In 1981, Donald appeared in an episode of BBC Two’s Something Else programme. In 1983, he co-wrote and appeared in an episode Sparks, also on BBC Two.

He specialised as an antagonist on Carlton Television's live debate programmes in the early 1990s, and moved on to play important roles in the BBC’s I Love series and Channel 4’s 100 Greatest.

In 2004, he presented The Regionnaires, a six-part north-east regional panel show broadcast on ITV Tyne Tees, which he co-wrote with his former Viz partner Alex Collier.

In 2005, he met Hungover Stuntmen and in 2006 joined their management team. He became their sole manager in 2007. The band recorded an album in Ibiza, played the Ibiza Rocks festival two years running and appeared at Newcastle Arena with Paul Weller.

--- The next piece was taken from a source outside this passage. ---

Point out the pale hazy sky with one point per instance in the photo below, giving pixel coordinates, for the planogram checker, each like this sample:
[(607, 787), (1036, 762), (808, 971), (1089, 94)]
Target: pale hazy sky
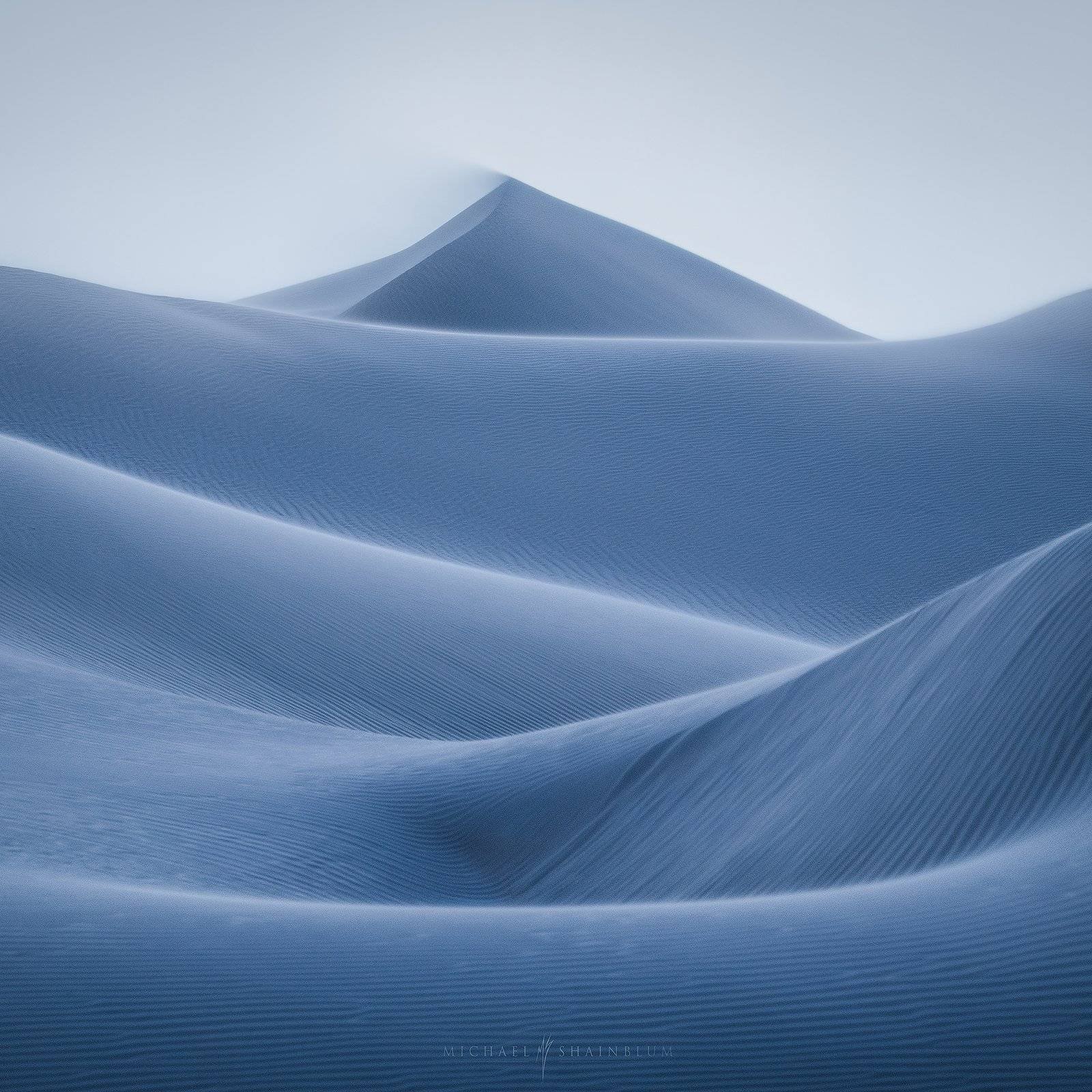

His work with the band stopped when Simon became full-time caregiver for his eldest brother Steve, who was diagnosed with cancer in the summer of 2008, and died the following November.

==Stand-up comedy==
In 2005, Donald started performing stand-up comedy, initially working the circuit in Tyne and Wear, where he compèred both The Horse’s Mouth in Newcastle and Mack’em Laugh in Sunderland. After taking a break to care for his terminally ill brother, Donald returned to stand-up comedy, beginning to appear on stage as the characters he had previously talked about in his routine. He soon picked up representation by Off the Kerb, one of the largest producers and managers of comedy in the United Kingdom.

In the summer of 2009, Donald moved to London to work the city's comedy circuit. He continued to perform around the United Kingdom, including runs at the Edinburgh Festival Fringe in 2009 and 2010. He performed his Sold Out solo show in Newcastle. In 2012–13, he hosted spoof-panel show Fuckwits at The Stand Comedy Club in Newcastle.